This is just a sampling of the pros and cons of each approach. Hopefully it gives you something to go on to make a decision. I tend to prefer the one repository per project approach with the caveat that if I have many projects that are related to each other, I would put those all in the same repository. I also tend to break up repositories by group or team, although in reality this is just a variation of the project concept.

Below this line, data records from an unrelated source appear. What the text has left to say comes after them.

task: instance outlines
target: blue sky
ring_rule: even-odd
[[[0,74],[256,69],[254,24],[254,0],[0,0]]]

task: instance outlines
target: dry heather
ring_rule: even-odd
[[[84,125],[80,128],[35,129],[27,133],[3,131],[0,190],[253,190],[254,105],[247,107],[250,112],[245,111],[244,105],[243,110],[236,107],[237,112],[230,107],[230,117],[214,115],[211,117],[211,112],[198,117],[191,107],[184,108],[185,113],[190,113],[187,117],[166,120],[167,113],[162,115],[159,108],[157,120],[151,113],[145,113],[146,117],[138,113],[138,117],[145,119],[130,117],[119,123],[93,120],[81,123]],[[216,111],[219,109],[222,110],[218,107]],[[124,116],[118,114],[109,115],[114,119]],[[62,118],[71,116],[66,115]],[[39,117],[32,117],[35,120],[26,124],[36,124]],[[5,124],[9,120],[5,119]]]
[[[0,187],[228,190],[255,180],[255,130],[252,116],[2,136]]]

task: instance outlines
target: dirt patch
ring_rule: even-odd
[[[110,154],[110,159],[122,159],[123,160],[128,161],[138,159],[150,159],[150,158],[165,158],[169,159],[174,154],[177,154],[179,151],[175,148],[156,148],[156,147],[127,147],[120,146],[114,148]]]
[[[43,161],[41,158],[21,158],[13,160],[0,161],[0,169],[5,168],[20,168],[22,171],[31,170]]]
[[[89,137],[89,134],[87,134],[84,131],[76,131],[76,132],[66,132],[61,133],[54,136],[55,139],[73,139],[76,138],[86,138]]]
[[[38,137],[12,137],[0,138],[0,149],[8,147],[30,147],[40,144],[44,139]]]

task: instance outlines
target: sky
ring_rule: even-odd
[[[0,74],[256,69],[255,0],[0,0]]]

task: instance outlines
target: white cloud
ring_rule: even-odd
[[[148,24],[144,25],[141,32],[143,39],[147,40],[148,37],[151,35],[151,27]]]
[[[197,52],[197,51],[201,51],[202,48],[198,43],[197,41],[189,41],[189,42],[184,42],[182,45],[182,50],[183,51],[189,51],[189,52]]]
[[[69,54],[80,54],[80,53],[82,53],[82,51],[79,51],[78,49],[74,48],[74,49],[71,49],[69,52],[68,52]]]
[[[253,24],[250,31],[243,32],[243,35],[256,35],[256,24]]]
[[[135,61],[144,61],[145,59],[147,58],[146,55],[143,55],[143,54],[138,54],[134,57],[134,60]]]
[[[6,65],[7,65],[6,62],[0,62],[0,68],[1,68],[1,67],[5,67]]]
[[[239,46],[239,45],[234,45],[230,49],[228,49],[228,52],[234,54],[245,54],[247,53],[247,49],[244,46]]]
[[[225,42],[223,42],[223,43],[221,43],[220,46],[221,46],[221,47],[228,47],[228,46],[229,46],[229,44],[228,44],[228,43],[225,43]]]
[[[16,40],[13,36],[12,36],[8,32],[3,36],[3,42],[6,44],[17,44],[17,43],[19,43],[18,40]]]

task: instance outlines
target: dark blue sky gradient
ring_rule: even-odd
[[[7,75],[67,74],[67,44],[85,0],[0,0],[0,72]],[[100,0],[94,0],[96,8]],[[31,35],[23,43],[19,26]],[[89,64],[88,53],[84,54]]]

For example, I had one repository for the Documentation department to use for their projects. Of course in the case of on-line help that was often located in the same project as the application code, but the Documentation team also had other materials they produced and I gave them a repository for that. Likewise, the Marketing department had a repository to store the things they worked on, including the company web site. As was the case with the layout of the repository, this is really just a decision of what will work best for you. That  said, it is a little more difficult to change your repository setup after the fact.

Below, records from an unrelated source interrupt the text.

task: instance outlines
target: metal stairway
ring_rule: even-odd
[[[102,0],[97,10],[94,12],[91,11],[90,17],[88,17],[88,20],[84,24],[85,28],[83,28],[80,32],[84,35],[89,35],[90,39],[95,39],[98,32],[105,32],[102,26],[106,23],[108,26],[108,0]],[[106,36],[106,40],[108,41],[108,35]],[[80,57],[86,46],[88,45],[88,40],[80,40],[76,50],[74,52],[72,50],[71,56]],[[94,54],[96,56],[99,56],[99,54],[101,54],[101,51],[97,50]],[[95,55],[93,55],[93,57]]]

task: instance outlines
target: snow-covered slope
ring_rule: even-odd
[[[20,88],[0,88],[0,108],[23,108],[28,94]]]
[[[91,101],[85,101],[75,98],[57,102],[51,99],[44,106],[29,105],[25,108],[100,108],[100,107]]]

So, it is worth it to take some time to understand your requirements and which approach best suits them.

Posted by Mark Phippard | Date: Apr 26, 2007 | Permalink | Comments (3) | TrackBack (0)

Subversion Repository Layout

I see a lot of questions asked about "What is the recommended repository layout?", "What does trunk mean?", or: "What is the significance of trunk?". This post will try to answer those questions and more.

A Subversion repository implements the metaphor of a versioned filesystem. The repository is just a filesystem with folders and files. It so happens that modifications to this filesystem are versioned and there are implementation enhancements like "cheap" copies that make certain operations less expensive than they are in a traditional filesystem, but the repository itself still behaves like a filesystem: there are no special folders or names and Subversion itself has no knowledge of trunk or branches, they are just folders within the filesystem. It is up to you as the user to give those folders names and structure that are meaningful to you.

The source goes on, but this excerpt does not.